VOLUME 12, NO. 1 JUNE 1998
Paying attention pays off
The value of a college education is sometimes hard to put into words. But Charles L. Lincicum of Danvers, Mass., can put it into numbers: $2.4 million. That's how much money a WPI night course he took has saved his company, he says.
Lincicum, who holds a bachelor's degree in manufacturing engineering from Northeastern University, has been in the manufacturing field for about 27 years. He works at Standard-Thomson Corp. in Waltham, Mass. He is studying at WPI part time and expects to complete his master's degree in operations management and information technology in December 1999. He and his wife, Judi, an English major at Boston University, are the parents of two daughters, ages 25 and 22.
Charles Lincicum, left, took Chris Brown's course and saved his company $2.4 million.
Lincicum took Brown's course last fall. He says he enjoyed it tremendously and earned an A. His company is still reaping the rewards, which began after the first week when he began applying the axiomatic design method he learned in class. "We were doing a redesign of our production facility," he says. "The axiomatic approach to engineering design I learned from Professor Brown shaped all aspects of the redesign. Before the end of the term, my company had already realized $2.4 million in savings."
That figure, confirmed by the company's finance office, is expected to rise. "We would not have been able to do nearly as well without what I learned in the course," he says. "It has significantly advanced my company's approach to the design and analysis of manufacturing processes and systems." In January, Lincicum was promoted from senior tool designer to manager of manufacturing engineering and was recently named vice president for engineering at Standard-Thomson.
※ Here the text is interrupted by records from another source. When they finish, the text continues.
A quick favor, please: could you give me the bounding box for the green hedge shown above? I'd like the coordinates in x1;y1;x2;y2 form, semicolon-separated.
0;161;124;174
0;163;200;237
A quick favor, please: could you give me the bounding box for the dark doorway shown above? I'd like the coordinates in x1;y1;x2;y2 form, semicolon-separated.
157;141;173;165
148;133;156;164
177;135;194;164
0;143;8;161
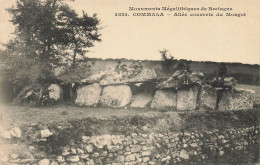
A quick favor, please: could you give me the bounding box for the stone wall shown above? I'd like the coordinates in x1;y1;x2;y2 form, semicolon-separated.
0;126;259;165
75;83;255;111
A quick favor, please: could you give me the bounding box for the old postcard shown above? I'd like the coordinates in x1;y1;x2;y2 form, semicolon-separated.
0;0;260;165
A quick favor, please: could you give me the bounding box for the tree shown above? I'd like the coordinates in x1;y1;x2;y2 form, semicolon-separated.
0;0;101;103
57;6;101;68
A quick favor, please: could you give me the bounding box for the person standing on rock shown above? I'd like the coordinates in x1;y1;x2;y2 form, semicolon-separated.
217;62;227;85
115;61;122;74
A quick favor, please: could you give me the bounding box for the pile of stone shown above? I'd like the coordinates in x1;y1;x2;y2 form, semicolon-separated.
72;69;254;110
14;63;255;110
The promotions, he notes, may have arisen in part from the "homework" he did at work.
Brown explains that the design portion of his course focuses on an approach developed by Nam P. Suh, head of MIT's Department of Mechanical Engineering, and his associates. "I was first exposed to the approach when Suh spoke at the University of Vermont while I was a graduate student there. The basic elements of the method (that good design must fulfill two axioms: maximize independence and minimize information) stuck with me. This works for anything from designing your vacation to designing the F-22."
He points out that there's a downside to learning how to tell good design from bad. At the beginning of the course he tells his students, "Once you can see the difference, you will see poor designs everywhere, and you will share my frustration that with a little more and better thought they could have been good designs.
"I try to make the course relevant to working engineers, who make up 80 to 90 percent of the students," Brown says. "One positive indication that I am succeeding is that about two weeks after we start on Suh's design method, the students tell me they have already started to apply the method at work."
He is very pleased by the results at Standard-Thomson. "This shows a fantastic ROI (return on investment) for our graduate courses."